The Drowned Woods (80)
She would not let all of this be for naught.
She wouldn’t.
The doors went still. There was a startled noise, and then Mer felt the wood give a sudden yank. Someone was trying to push them shut from the inside.
Mer held on with all of her will. She was perhaps twenty paces from them, her legs suddenly wobbly. So close. She was so close.
The doors twitched and Mer’s jaw ached with the exertion of holding them open.
Ten paces. Eight—then five. And finally—
Mer raised both hands and urged all of her magic, every droplet of water, into those wooden doors, and then she slammed them open.
The doors collided with the two guards who had been desperately trying to close them. They went down hard, knocked senseless.
Garanhir stood in the center of his bed chambers, his last line of defense on the floor. The room was beautiful—a bed draped in soft, embroidered fabrics; a table spread with cheeses and a pitcher of wine. A tall chair stood in the corner. It was a room meant for royalty and no one else. Mer strode inside like it was hers.
Garanhir had aged in the time she’d been away. His hair had not grayed but dulled like dark metal too long without a polishing. The years of war sagged on a face that should have otherwise been youthful. But his eyes were narrow and sharp as a snake’s. He gazed upon Mer like he could rend her apart with his bare hands.
“Your Majesty,” said Mer. Her voice was cold and steady—and she was glad for it. She’d feared perhaps this would be like a nightmare in which she would never manage to utter the words she so desperately needed to. “You have to evacuate the city.”
Garanhir gazed at her, seemingly startled out of his anger. “What?”
“You need to act now,” she said. “Send out riders—warn the coastal villages. You have hours, perhaps half a day at most.”
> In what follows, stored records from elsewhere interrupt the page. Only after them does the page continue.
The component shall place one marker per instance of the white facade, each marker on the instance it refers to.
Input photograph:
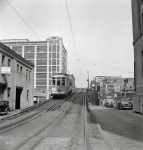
(49, 58)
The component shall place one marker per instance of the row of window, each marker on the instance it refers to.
(5, 63)
(52, 48)
(28, 72)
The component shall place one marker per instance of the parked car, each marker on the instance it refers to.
(4, 107)
(111, 105)
(106, 104)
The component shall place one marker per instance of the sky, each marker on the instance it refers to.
(97, 34)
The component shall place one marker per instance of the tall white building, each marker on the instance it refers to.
(49, 58)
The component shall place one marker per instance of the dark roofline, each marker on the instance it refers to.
(14, 54)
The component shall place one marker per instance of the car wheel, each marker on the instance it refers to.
(7, 112)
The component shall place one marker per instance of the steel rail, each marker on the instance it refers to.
(46, 126)
(26, 110)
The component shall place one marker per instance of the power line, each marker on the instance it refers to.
(72, 34)
(23, 19)
(101, 65)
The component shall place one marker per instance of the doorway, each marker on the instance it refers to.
(18, 98)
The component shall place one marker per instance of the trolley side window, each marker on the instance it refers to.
(63, 81)
(58, 81)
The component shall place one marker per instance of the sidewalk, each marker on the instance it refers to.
(10, 113)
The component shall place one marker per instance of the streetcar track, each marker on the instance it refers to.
(47, 125)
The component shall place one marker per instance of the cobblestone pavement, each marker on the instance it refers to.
(122, 129)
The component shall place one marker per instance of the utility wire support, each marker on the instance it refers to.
(23, 19)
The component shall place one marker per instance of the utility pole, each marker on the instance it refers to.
(88, 78)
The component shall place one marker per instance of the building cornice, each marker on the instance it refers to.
(13, 54)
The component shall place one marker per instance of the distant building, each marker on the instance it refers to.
(137, 21)
(49, 58)
(16, 79)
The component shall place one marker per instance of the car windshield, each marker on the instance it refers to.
(3, 103)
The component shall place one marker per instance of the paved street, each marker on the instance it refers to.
(122, 129)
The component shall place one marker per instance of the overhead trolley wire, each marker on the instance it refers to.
(23, 19)
(72, 33)
(101, 65)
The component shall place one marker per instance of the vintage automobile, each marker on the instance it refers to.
(4, 107)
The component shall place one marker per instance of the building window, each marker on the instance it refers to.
(49, 68)
(58, 69)
(29, 76)
(53, 55)
(58, 62)
(58, 55)
(8, 92)
(21, 68)
(53, 61)
(49, 55)
(17, 67)
(50, 48)
(27, 95)
(26, 74)
(53, 68)
(49, 61)
(54, 48)
(9, 61)
(3, 60)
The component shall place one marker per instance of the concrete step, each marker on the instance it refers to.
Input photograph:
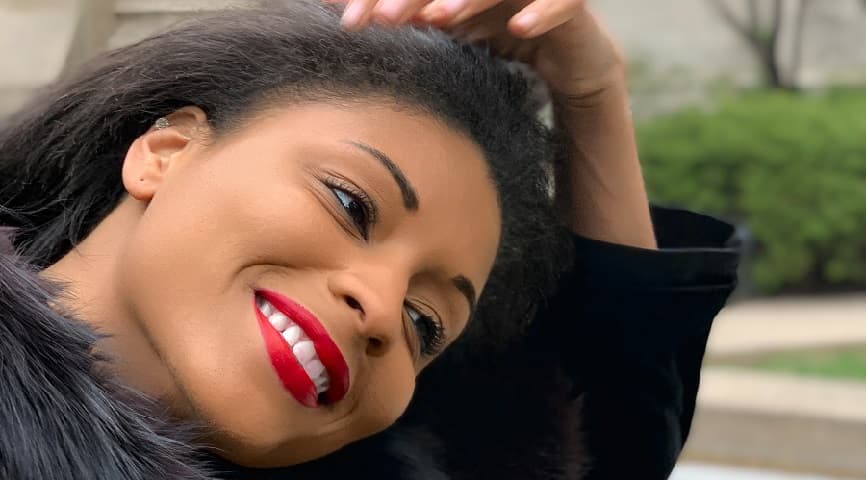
(785, 422)
(138, 19)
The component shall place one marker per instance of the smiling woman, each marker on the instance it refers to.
(277, 244)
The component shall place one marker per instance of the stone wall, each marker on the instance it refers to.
(678, 49)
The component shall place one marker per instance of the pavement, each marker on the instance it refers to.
(714, 472)
(766, 325)
(767, 420)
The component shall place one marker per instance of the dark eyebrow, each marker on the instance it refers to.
(410, 198)
(467, 289)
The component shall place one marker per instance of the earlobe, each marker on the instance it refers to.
(152, 155)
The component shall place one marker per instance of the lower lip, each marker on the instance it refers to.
(288, 369)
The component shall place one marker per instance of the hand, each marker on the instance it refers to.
(560, 39)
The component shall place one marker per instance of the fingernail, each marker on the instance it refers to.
(453, 7)
(527, 21)
(390, 9)
(352, 15)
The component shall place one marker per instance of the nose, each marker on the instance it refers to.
(375, 297)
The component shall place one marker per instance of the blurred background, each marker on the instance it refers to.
(752, 110)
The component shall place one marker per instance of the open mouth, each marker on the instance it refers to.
(305, 358)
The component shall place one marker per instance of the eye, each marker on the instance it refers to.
(356, 204)
(431, 333)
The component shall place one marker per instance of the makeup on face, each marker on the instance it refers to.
(287, 283)
(307, 360)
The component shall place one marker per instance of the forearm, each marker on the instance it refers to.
(600, 191)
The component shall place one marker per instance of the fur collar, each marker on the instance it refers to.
(63, 417)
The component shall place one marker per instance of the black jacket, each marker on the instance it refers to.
(602, 387)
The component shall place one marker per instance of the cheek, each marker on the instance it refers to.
(388, 394)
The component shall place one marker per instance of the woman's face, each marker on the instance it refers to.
(293, 278)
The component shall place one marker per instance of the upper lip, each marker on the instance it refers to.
(326, 349)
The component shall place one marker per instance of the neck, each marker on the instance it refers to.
(89, 276)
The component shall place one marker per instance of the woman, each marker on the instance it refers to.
(201, 240)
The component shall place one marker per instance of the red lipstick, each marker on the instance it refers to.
(287, 367)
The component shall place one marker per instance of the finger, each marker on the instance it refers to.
(542, 16)
(448, 13)
(395, 12)
(357, 14)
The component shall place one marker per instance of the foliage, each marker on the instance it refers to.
(845, 364)
(791, 167)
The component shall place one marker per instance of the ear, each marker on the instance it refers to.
(152, 155)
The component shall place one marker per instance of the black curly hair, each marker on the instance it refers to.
(61, 156)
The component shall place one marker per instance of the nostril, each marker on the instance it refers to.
(375, 346)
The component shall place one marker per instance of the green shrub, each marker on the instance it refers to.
(791, 167)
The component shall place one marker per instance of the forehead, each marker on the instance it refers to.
(458, 215)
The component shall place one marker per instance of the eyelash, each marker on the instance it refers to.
(354, 194)
(431, 332)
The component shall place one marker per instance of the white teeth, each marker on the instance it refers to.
(304, 351)
(267, 309)
(293, 334)
(322, 384)
(279, 321)
(302, 346)
(314, 368)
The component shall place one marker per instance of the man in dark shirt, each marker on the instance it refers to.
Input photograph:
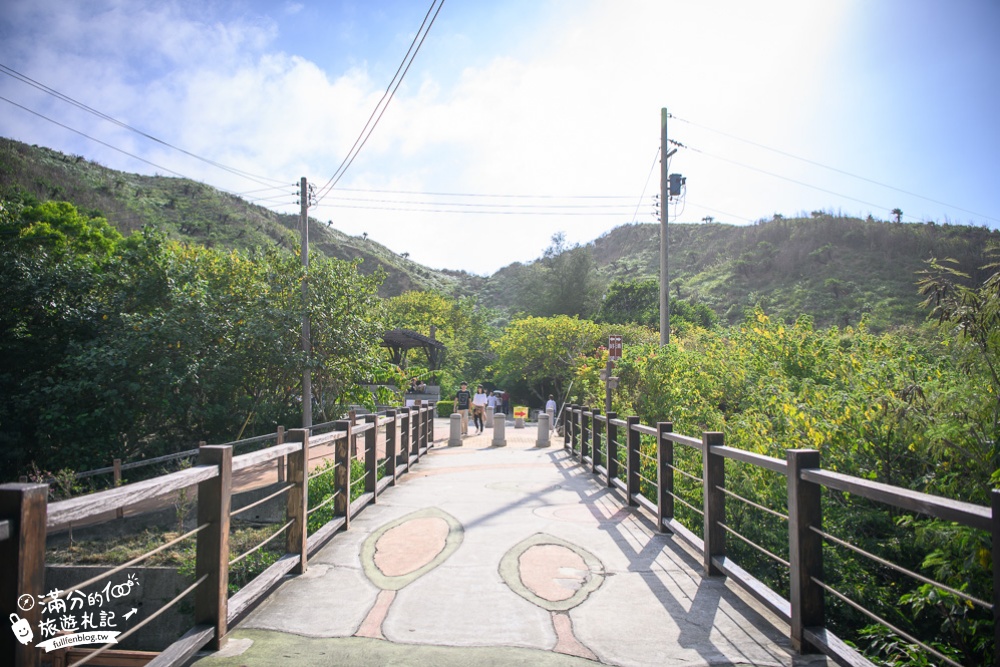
(462, 400)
She watched as walls were erected behind his eyes; his mouth pursed and arms pulled tight against his sides. She might have startled him at first, but whatever advantage she’d had was rapidly draining away.
“Diviner,” he said. His voice was soft, too melodious to come from such a hard mouth. And at once, Mer was a child and standing in that dungeon, listening to Garanhir speak to a spy mere moments before thrusting a knife into his eye. “You should never have come here.”
Quicker than she would have expected, Garanhir’s hand flashed toward the table. Amidst the cheeses was a small, wicked knife. His arm pulled back, muscles coiling as he readied himself to slam the blade into Mer’s stomach. She sidestepped the strike, catching his arm. He’d been trained to defend himself—perhaps even by his own spymaster.
Mer did not have time for this. With a snarl, she curled her fingers into a fist. She found the water in his body and held it tight. The cheese knife fell from his grip, clattering to the floor.
Garanhir choked on his own words. Then he was stumbling back, forced against a wall by his own traitorous body. It was blunt, clumsy magic and Mer only managed it because the prince wore no armor. The only metal upon him was silver signet rings, and those were no protection.
The prince’s head thunked against the stone wall. Mer stalked toward him. She did not care that Garanhir was the prince, that he’d had her branded, that he had sent men after her, that he would see her killed or imprisoned and had the coin and power to do so.
She had never been brave—but she’d always been angry. It would have to be enough.
Garanhir bared his teeth in defiance, waiting for the final blow.
And there was a large part of Mer that yearned to do it. She had spent four years running from this man, always looking over her shoulder, never able to stay in one place. He had taken Mer from her family, replaced a kindly father with one who had molded Mer into a weapon. And when she had questioned the prince, he’d marked her as property.
She could quash her nightmares by ending him.
But it would have been a selfish decision, one made in a moment of childish spite. It would have been the actions of someone still bound up in Renfrew’s desires. He would have killed the prince.
“Do it,” said Garanhir. He was many things, but none could call him a coward. “I know you want to.”
But Mer still needed him. Only a prince could evacuate the city and surrounding countryside in time.
This was her choice—to save those that Renfrew had deemed dispensable. Renfrew and the prince had both used her, tried to sharpen her into a weapon, but both had failed.
She belonged to herself.
“No,” she said. “I’m not here to kill you, Garanhir.”
Confusion flickered through his eyes. And she could see why—her invasion of the castell, using her knowledge of the passageways to get this far, her companion attacking the guards. Her actions weren’t those of a woman who desired a peaceful conversation.
“You are going to listen to me,” she said, and she barely recognized her own voice. Her anger was cold and even as a frozen lake. Renfrew, she realized. She sounded like her mentor, even now. “Renfrew destroyed the Well.”
It took a few heartbeats for the words to sink in. She watched as Garanhir’s pupils dilated, his mouth falling open. “That is—that’s not possible. That Well is protected, my grandfathers made sure—”
“He used black powder,” said Mer. “He brought in a miner from Gwynedd who helped him do it. The boar is dead, the Well is gone, and the magic that came from the spring is draining away.”